Gonzalez is still waiting for a similar effort from CIT and OneWest.
One tactic that she hopes will incentivize them is getting as many groups as possible to publicly oppose the merger.
“Forty-something organizations from across the state weighed in on Banc of California,” Gonzalez said. “We’ll have that many or more for CIT-OneWest. Regulators can only ignore that so much. So it becomes a very public campaign.”
Jeffer Mangels’ Braun agreed that the public nature of a deal the size of the CIT-OneWest transaction works to the coalition’s advantage and might motivate regulators to scrutinize the deal more closely.
“The CRC is most effective when it has something that’s going to create some waves anyway,” he said. “There are already going to be some questions about this merger. Any time you have a bank that’s this big, it’s going to be something that gets a lot of attention. It’s their Super Bowl ad, so to speak.”
Gonzalez also said OneWest and CIT’s track records ought to make them more inclined to do something for lower-income communities.
OneWest was created from the ruins of failed IndyMac Bank and seeded by billionaire investors including George Soros and Michael Dell. They benefited from an agreement negotiated with the Federal Deposit Insurance Corp. during the depths of the financial crisis in which the agency absorbed much of the losses from IndyMac’s loans. Since then, the original investors have taken out more than $2 billion in dividends – and stand to make nearly that much from sale proceeds. The bank, meanwhile, foreclosed on more than 35,000 homes in California.

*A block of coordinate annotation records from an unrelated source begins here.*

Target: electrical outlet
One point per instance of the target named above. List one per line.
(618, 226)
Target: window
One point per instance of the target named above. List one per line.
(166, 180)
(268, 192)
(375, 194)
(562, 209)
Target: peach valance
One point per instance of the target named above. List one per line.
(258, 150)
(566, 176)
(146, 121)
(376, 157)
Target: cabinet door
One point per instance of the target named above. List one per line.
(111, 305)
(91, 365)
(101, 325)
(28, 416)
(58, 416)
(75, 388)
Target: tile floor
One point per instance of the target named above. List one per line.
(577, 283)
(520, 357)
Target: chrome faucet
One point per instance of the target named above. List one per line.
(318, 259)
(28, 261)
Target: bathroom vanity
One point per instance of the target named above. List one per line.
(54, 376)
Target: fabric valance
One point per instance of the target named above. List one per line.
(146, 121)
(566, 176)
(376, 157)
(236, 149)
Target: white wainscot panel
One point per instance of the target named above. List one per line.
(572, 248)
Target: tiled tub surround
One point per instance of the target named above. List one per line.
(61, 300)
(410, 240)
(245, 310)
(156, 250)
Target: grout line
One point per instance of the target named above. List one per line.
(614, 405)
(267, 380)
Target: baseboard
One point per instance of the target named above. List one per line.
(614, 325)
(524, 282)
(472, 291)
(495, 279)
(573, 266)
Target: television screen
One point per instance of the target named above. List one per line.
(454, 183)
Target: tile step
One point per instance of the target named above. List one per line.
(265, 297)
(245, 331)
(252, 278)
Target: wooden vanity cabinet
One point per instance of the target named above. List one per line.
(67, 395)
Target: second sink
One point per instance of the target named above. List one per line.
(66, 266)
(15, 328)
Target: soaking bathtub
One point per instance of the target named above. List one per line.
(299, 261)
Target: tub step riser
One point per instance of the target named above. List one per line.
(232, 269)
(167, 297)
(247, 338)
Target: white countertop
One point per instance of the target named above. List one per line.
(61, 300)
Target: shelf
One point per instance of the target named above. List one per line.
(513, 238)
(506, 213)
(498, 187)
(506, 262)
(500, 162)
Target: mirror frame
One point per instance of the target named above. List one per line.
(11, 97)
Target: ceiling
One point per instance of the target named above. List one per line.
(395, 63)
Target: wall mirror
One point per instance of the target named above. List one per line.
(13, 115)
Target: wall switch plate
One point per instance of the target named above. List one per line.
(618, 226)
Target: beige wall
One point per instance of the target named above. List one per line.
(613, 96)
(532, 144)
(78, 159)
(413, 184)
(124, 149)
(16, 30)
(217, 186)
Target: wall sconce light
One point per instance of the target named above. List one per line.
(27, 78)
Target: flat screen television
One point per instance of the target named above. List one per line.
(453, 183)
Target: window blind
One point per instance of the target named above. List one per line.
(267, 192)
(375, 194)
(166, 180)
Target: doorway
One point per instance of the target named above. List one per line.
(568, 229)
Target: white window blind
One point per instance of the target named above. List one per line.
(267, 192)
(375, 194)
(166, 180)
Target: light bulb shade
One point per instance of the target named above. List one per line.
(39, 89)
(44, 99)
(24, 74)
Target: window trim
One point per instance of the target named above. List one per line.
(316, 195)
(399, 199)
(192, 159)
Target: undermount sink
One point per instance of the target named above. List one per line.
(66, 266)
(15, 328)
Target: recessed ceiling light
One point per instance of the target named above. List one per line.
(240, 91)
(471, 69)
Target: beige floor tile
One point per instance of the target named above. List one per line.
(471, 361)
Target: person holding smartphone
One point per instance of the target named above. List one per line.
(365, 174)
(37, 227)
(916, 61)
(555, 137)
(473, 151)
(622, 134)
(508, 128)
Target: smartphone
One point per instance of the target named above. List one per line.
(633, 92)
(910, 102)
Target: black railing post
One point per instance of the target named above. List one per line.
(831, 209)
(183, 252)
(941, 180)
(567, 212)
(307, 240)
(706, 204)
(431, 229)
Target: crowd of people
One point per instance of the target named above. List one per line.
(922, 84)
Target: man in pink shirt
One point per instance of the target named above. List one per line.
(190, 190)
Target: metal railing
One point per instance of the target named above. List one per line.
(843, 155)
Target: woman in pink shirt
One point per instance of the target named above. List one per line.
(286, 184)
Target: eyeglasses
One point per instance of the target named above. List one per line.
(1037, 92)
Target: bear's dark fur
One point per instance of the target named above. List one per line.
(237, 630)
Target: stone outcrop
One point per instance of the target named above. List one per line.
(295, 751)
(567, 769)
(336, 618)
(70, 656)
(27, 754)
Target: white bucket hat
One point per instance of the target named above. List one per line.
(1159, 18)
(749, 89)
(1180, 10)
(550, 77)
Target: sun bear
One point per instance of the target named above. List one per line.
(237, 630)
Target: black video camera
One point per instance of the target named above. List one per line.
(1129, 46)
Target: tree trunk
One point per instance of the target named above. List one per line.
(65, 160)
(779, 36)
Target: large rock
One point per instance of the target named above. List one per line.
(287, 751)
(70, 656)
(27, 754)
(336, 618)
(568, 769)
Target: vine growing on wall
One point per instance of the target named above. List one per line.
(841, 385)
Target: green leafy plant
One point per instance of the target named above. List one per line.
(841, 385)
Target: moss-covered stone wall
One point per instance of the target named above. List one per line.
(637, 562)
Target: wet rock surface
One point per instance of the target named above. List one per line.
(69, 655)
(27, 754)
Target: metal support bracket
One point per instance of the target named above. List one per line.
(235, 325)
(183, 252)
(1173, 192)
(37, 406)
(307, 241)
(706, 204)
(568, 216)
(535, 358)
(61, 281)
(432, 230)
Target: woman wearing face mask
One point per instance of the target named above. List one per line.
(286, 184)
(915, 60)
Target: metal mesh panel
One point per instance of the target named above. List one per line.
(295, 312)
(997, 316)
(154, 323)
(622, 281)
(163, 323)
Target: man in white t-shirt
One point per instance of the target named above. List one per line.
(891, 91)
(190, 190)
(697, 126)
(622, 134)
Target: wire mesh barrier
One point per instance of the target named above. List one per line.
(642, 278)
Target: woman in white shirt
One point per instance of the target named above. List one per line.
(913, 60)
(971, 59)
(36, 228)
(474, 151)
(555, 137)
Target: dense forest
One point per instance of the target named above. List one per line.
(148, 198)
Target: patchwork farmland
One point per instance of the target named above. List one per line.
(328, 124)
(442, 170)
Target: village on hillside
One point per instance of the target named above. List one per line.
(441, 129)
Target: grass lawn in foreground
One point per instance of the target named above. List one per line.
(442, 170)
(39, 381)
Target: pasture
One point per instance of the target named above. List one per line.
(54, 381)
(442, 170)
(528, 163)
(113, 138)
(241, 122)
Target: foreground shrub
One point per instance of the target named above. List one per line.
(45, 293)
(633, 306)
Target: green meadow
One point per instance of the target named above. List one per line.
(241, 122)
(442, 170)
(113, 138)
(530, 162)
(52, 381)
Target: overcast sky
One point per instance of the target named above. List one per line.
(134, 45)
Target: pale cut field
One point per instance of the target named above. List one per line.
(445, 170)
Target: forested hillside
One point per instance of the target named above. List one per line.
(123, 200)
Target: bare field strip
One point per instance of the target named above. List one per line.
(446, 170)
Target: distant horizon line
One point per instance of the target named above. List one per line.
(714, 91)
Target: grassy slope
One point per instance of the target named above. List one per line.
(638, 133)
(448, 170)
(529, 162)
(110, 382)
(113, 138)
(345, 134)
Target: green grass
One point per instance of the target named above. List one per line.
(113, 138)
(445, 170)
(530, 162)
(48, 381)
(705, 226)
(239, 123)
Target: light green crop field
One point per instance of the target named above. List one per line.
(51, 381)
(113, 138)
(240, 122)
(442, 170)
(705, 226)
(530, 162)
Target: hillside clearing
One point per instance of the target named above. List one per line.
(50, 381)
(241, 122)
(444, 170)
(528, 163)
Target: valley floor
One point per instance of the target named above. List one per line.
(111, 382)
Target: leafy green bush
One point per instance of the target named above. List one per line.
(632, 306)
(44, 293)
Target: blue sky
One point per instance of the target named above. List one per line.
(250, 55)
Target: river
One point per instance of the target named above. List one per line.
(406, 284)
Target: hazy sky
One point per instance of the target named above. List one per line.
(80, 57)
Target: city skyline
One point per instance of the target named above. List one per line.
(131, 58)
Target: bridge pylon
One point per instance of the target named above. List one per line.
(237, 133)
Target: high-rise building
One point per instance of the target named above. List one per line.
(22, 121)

CIT received $2.3 billion in federal assistance as part of the Troubled Asset Relief Program but later went bankrupt. As a result, it did not pay back the taxpayer money. Five years and one bull market later, CIT is prepared to pony up $3.4 billion for OneWest.
Still, Gonzalez said neither OneWest nor CIT has been receptive to her arguments. And this time, there’s no mayor there to help.
“We continued to see signs from Banc of California that they were at least willing to have a conversation,” Gonzalez said. “We have not seen those signs from OneWest or CIT. And that’s disappointing, given the history of those two banks and the damage they’ve done in those communities. You’d think there’d be more of a feeling of responsibility.”